All that I said in my last article shows how false this view is. But now I want to focus on how the rosary also takes up these themes and shows their falsity. The first set of mysteries of the rosary is, of course, the joyful. And here, if anywhere, one could hope to find that joyous direct communion with nature and natural things that Swinburne and so many others are desperately seeking. The stories of the joyful mysteries:  the angelic announcement that Mary will give birth, the visit to Elizabeth, the indescribable charm of the Nativity narrative, the presentation and the finding in the Temple. Are not most of these the stuff of Christmas cards, things that everyone can appreciate, because they are simply the joys natural to mankind, mothers, babies, animals, shepherds?

Well, yes, there is certainly this element to the joyful mysteries, but if we probe even a bit, we find that the joy is tempered by something else. In the fourth joyful mystery, Simeon says to Mary, "Behold, this child is set for the fall and rising of many in Israel, and for a sign that is spoken against, and a sword will pierce through your own soul also" (Luke 2:34-35). And shortly after the charming account of the Nativity related by St. Luke, we have another story from St. Matthew, the story of the slaughter of the innocents by King Herod. In other words, though these mysteries may be joyful, they are told against a background of evil and sorrow. That is because Jesus Christ came, even as a little babe in the cradle, to die and redeem mankind, to pay the price for our sins. Although the Christmas narratives are surely among the most delightful in the world, if we forget the dark shadow of Herod and the even darker shadow of Calvary, we do not understand them. We make of them simply cute and, ultimately, trivial stories.
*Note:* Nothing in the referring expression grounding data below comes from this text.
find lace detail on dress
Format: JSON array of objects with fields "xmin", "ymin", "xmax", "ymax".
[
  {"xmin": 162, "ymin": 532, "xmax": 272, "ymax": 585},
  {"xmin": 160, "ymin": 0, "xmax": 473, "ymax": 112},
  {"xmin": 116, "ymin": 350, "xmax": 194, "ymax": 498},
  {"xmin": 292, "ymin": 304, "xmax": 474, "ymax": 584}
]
This is why, then, the attempt to make a direct connection with nature and simply live happy, spontaneous lives is impossible to mankind since the Fall. Original sin has guaranteed that men will turn to evil. Indeed, ancient paganism was not chiefly revelings in the woods as Swinburne imagines, but cruelty, civil strife, conquest, slavery, and fear of dark forces. When the Catholic faith came, men saw it as the Good News, not as something that made the world grow gray. And of course, the sorrowful mysteries make all this even clearer. And it is only after the sorrow that we have the glory. Only after the final triumph of Jesus Christ will the joy of mankind be unmixed with sorrow. Until then, much of the lives of Adam's offspring will be suffering and sorrow, a valley of tears.

Because the view that somehow the Church has cast a wet blanket over mankind's pleasures is so common, it is well, when we pray the holy rosary, to sometimes focus on this specific truth: that for us in this world, joy can never be that absolute and direct communion with nature that some people think the pagans had. It is never far from sorrow. Not because God desires His people to suffer. But because the way of redemption that God offers is His own way, the following of Himself to the Cross. Only in this way can there be joy—joy here and joy in eternity.